When the iPhone 5 launched in 2012, it marked the first time that Apple expanded the screen size of its smartphone, going from 3.5 inches to 4. To justify the change, Apple made a commercial narrated by Jeff Daniels, showcasing how an average person's thumb could reach all four corners of the device when being used one handed.
The commercial concluded by calling the design of the iPhone 5 "a dazzling display of common sense."
At the time, larger smartphones running Android were flooding the market, and gaining some popularity, as some users showed a preference for large displays that could show more content.
The 4-inch display eventually gave way to not one but two larger handsets in 2014: the iPhone 6 and iPhone 6 Plus. Not coincidentally, the iPhone 6 series also represented tremendous growth for Apple, as consumers who had been waiting for a big-screen iPhone finally got their wish.
Still, Apple didn't want to abandon its dedication to one-handed use, and so alongside the iPhone 6 came a new feature dubbed "Reachability," which brings the top of the display down to a more manageable area for a thumb to reach. To invoke this, users tap — but do not press — the home button twice, allowing for a single touch on the screen before automatically re-expanding to full-size.
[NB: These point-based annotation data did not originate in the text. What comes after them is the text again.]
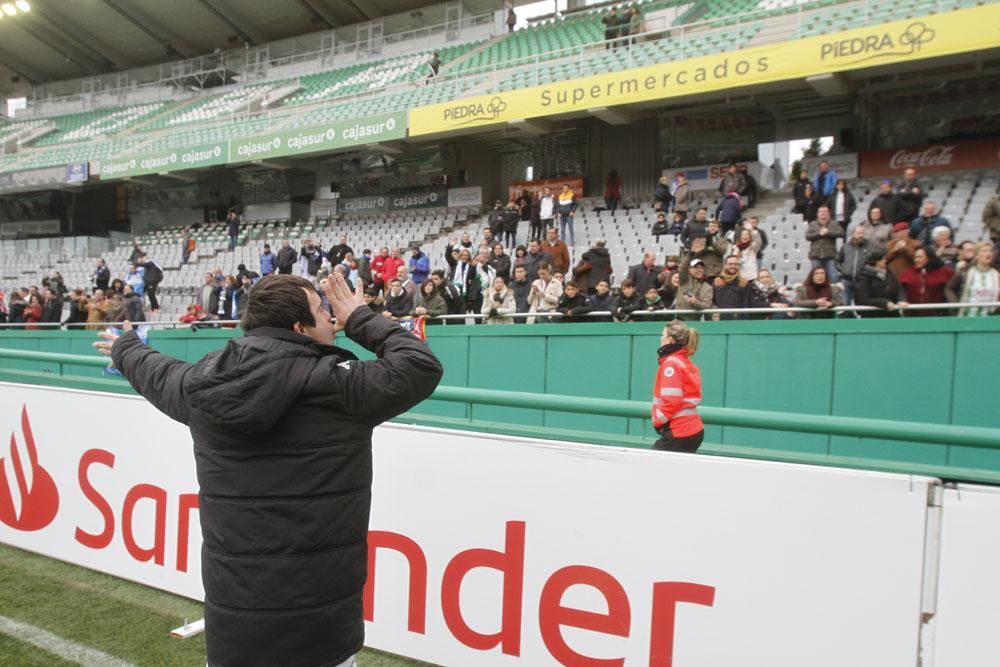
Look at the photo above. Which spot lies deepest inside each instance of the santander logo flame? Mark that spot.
(29, 499)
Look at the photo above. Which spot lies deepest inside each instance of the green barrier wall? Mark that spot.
(936, 370)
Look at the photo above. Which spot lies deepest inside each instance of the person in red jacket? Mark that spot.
(924, 282)
(390, 267)
(677, 391)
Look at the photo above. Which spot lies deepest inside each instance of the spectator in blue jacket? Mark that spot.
(922, 227)
(825, 181)
(729, 211)
(268, 261)
(136, 278)
(420, 265)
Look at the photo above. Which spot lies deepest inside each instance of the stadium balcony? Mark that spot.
(553, 50)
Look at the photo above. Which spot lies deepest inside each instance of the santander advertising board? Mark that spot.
(488, 550)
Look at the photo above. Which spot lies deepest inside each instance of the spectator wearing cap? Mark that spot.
(841, 203)
(646, 273)
(978, 283)
(878, 230)
(901, 248)
(922, 227)
(850, 260)
(628, 302)
(694, 292)
(818, 292)
(398, 302)
(710, 249)
(810, 203)
(943, 247)
(682, 194)
(925, 281)
(799, 192)
(662, 196)
(603, 300)
(729, 211)
(494, 222)
(546, 211)
(695, 228)
(822, 234)
(499, 304)
(888, 201)
(911, 195)
(876, 287)
(731, 290)
(499, 261)
(268, 261)
(825, 180)
(232, 228)
(419, 264)
(593, 267)
(573, 305)
(555, 248)
(534, 258)
(732, 181)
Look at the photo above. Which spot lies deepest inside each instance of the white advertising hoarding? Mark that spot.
(968, 616)
(488, 550)
(709, 176)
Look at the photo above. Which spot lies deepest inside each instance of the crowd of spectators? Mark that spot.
(871, 261)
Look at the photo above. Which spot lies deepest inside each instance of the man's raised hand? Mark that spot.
(108, 339)
(343, 302)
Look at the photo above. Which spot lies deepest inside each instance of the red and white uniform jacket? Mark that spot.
(677, 394)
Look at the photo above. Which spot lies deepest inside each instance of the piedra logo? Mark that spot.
(463, 114)
(879, 45)
(29, 499)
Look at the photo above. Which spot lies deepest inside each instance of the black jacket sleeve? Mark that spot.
(404, 374)
(155, 376)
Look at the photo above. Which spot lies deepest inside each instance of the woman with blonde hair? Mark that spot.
(677, 391)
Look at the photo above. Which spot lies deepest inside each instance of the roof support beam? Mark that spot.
(43, 35)
(152, 29)
(48, 13)
(21, 68)
(234, 20)
(319, 13)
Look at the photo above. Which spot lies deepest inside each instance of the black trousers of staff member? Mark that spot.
(668, 443)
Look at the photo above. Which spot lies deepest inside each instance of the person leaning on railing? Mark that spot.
(677, 391)
(977, 283)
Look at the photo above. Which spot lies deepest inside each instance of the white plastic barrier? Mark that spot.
(492, 551)
(968, 615)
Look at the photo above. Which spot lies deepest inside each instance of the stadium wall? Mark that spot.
(929, 370)
(491, 550)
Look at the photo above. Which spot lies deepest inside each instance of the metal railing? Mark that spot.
(968, 436)
(637, 315)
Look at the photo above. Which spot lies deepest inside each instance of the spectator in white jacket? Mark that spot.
(545, 293)
(498, 303)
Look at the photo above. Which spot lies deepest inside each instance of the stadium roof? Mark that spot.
(58, 40)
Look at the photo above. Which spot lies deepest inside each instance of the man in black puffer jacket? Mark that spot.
(282, 424)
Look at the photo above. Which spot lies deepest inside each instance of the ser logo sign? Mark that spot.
(884, 45)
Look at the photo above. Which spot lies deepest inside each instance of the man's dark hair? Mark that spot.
(279, 301)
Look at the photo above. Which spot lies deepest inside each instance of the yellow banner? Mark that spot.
(959, 31)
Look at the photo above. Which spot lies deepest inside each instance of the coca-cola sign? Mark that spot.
(940, 157)
(933, 156)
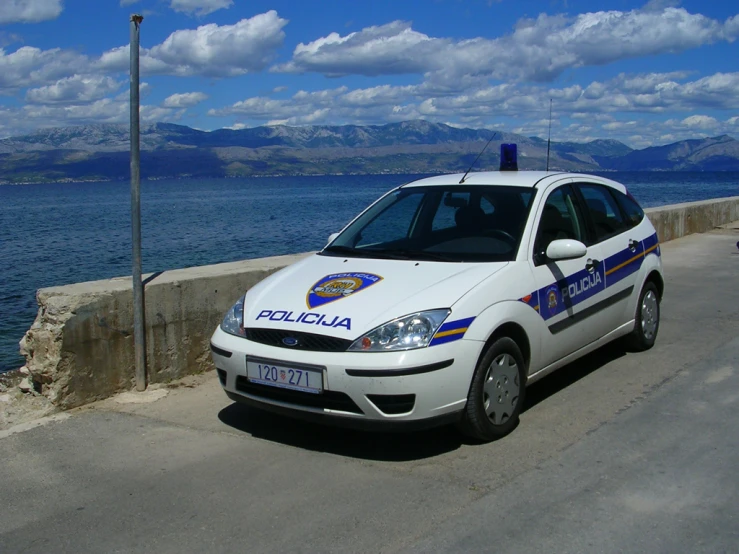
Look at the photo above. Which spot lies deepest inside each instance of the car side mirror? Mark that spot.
(566, 249)
(332, 237)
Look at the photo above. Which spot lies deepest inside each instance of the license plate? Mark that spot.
(284, 377)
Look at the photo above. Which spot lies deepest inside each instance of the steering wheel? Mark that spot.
(499, 233)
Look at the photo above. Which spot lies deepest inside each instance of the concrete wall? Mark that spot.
(80, 348)
(678, 220)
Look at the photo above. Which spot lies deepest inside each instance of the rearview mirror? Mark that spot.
(566, 249)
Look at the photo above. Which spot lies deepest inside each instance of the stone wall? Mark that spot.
(678, 220)
(80, 348)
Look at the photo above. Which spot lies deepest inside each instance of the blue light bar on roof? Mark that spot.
(508, 157)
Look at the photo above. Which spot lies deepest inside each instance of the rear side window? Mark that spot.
(634, 213)
(603, 211)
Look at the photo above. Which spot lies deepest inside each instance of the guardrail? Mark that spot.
(80, 347)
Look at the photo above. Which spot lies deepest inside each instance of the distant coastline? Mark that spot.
(99, 153)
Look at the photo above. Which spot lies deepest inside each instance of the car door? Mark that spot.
(621, 247)
(567, 290)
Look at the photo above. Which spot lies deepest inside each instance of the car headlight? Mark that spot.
(233, 323)
(405, 333)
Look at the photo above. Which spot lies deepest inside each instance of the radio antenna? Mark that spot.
(478, 157)
(549, 138)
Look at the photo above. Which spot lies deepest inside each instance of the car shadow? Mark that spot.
(379, 446)
(402, 446)
(565, 376)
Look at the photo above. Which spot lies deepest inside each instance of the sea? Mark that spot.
(56, 234)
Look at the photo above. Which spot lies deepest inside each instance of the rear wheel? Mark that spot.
(496, 393)
(647, 319)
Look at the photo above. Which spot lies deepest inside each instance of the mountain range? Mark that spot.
(101, 152)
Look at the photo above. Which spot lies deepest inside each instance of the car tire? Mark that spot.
(496, 393)
(647, 319)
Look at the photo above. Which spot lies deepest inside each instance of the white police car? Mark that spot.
(444, 299)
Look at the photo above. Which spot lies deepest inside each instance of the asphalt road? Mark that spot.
(617, 452)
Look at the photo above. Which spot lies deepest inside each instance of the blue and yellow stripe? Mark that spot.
(612, 270)
(451, 331)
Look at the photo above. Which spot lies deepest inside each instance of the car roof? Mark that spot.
(507, 178)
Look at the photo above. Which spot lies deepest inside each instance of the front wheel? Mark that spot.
(496, 393)
(647, 319)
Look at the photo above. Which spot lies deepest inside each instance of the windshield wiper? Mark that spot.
(422, 255)
(345, 250)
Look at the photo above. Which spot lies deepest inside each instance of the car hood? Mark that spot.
(346, 298)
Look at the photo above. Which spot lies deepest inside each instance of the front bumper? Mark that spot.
(411, 389)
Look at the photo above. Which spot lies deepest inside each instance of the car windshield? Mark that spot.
(453, 223)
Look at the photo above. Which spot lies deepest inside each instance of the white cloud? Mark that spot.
(199, 7)
(76, 89)
(210, 50)
(539, 49)
(29, 11)
(184, 100)
(29, 66)
(700, 122)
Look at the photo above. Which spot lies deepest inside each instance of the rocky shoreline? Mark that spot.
(19, 401)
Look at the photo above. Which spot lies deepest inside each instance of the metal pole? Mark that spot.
(138, 287)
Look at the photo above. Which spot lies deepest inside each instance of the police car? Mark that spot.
(444, 299)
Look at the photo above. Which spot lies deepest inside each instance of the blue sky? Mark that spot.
(643, 72)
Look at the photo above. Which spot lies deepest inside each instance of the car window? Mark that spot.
(603, 211)
(396, 223)
(634, 213)
(444, 217)
(445, 223)
(560, 219)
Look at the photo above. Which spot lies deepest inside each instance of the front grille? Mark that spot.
(330, 400)
(393, 403)
(222, 375)
(305, 341)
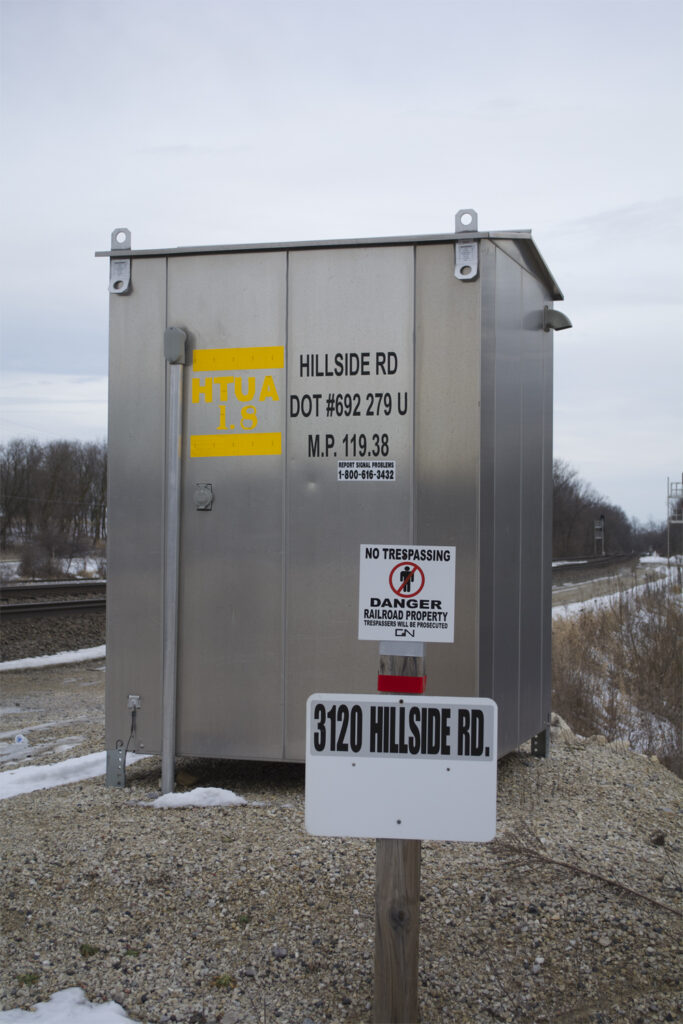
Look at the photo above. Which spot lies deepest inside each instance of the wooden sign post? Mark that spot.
(397, 875)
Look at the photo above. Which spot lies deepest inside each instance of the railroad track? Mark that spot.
(65, 597)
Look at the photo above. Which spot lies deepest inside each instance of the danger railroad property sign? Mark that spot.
(407, 592)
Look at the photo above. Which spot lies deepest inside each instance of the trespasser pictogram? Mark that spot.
(407, 579)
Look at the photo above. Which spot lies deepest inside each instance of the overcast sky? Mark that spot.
(203, 122)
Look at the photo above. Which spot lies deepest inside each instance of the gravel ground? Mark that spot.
(29, 636)
(236, 914)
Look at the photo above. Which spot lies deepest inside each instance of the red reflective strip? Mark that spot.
(401, 684)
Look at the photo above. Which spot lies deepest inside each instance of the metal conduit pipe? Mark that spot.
(174, 351)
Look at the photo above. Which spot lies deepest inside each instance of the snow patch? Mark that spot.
(71, 1006)
(63, 657)
(17, 781)
(202, 797)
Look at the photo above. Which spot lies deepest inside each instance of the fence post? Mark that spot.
(397, 876)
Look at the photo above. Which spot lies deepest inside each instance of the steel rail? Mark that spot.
(48, 607)
(61, 587)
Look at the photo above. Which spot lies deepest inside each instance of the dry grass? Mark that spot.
(617, 670)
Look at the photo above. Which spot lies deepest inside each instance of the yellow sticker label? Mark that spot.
(246, 384)
(218, 445)
(224, 359)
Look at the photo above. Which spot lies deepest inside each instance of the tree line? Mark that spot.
(54, 495)
(584, 521)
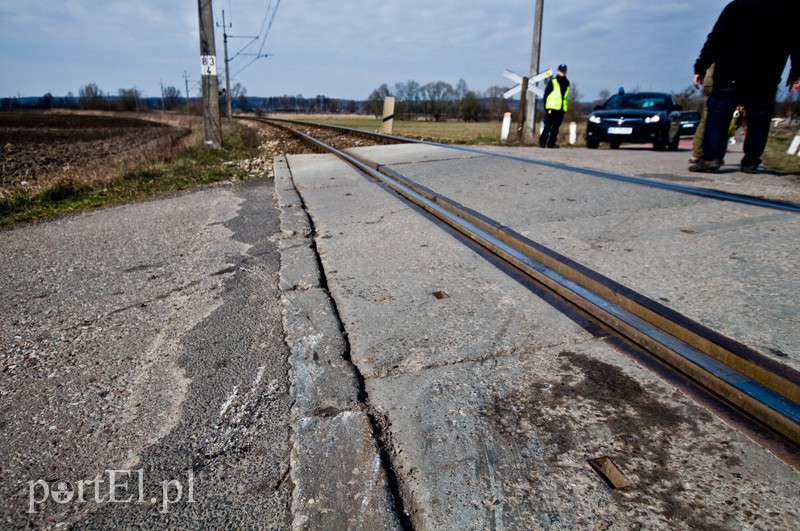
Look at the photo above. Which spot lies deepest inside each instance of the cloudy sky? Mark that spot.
(347, 48)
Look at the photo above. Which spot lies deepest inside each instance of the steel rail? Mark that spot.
(766, 391)
(652, 183)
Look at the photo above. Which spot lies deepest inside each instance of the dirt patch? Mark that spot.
(565, 420)
(36, 149)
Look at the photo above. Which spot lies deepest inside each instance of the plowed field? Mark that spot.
(38, 148)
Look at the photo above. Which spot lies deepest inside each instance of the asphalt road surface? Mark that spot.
(139, 387)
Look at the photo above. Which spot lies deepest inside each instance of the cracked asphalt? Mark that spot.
(140, 386)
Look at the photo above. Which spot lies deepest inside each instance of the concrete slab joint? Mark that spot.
(336, 465)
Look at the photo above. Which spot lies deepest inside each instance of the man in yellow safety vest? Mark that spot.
(555, 107)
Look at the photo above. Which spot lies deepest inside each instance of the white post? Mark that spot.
(506, 127)
(388, 115)
(795, 145)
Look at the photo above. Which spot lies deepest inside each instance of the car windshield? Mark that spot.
(637, 101)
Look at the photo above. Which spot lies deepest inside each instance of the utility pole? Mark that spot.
(227, 70)
(208, 59)
(186, 80)
(529, 130)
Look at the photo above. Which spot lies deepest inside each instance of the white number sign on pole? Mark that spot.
(209, 65)
(516, 78)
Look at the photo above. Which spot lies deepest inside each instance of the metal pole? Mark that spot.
(213, 127)
(535, 55)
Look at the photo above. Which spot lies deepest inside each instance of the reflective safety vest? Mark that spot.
(555, 101)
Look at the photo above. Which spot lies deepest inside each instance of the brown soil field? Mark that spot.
(38, 149)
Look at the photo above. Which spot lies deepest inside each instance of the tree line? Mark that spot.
(438, 101)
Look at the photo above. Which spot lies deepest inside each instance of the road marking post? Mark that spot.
(388, 115)
(506, 127)
(794, 146)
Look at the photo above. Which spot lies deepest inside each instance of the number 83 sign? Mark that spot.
(208, 65)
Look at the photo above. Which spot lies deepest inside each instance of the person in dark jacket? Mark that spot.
(748, 46)
(555, 107)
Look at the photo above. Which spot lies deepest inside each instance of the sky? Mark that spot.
(347, 48)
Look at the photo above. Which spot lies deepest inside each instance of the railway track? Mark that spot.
(761, 388)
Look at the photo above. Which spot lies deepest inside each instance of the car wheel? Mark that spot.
(673, 145)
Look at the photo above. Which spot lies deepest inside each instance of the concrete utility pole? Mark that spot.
(227, 70)
(529, 131)
(186, 80)
(208, 59)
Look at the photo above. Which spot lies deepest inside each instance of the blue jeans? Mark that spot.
(758, 113)
(552, 122)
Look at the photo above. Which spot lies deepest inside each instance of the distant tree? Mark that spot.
(91, 97)
(128, 99)
(46, 102)
(374, 103)
(439, 97)
(472, 108)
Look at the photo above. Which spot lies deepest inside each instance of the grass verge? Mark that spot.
(184, 169)
(775, 155)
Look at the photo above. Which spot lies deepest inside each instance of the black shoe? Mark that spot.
(746, 168)
(705, 166)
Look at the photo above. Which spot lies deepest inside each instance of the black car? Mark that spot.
(639, 118)
(689, 122)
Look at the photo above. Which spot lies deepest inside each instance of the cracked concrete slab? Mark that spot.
(496, 398)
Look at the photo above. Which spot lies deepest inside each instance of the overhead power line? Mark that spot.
(266, 27)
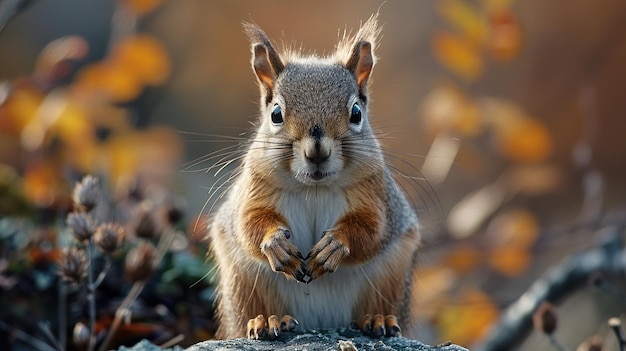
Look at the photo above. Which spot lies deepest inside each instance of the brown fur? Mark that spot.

But the new iPhone X doesn't have a physical home button, and according to iOS 11 digging by developer Guilherme Rambo, there is not currently any support for Reachability on the new hardware.
While that could change ahead of launch, other tweaks to iOS suggest one-handed use is no longer a priority.
The iPhone X also utilizes a new gesture to multitask and return to the home screen, requiring users to swipe up from the bottom of the screen. This means that Control Center is no longer accessed from the bottom of the screen with the iPhone X.
Instead, users must swipe down from the upper right "notch" corner on the display to access Control Center. For users who use Control Center for quick actions like HomeKit controls, flashlight, media playback and more, the radical design change of the iPhone X will force a change in habit.
Further, the one-handed use changes don't just affect the iPhone X. Using Reachability on a Plus-sized iPhone running the golden master of iOS 11, users cannot swipe down from the top of the display to invoke Notification Center.
Interestingly, iOS 11 does offer one concession for one-handed users: A new one-handed keyboard option that makes it easier to type by cramming the virtual keys onto one side of the device.
The market has shown that users prefer bigger phone screens, and the iPhone X satisfies that trend with the largest iPhone screen ever, measuring 5.8 inches diagonally.
For those who prefer one-handed use occasionally, or basically require it for accessibility reasons, the iPhone 8 and iPhone 8 Plus are still available. Apple even continues to sell the legacy iPhone 7 and iPhone 6s series models. And the iPhone SE offers a no-compromises one-handed experience for users who consider that a must-have.
But the debut of the iPhone X might be an indication that Apple's catering to one-handed iPhone use is a thing of the past.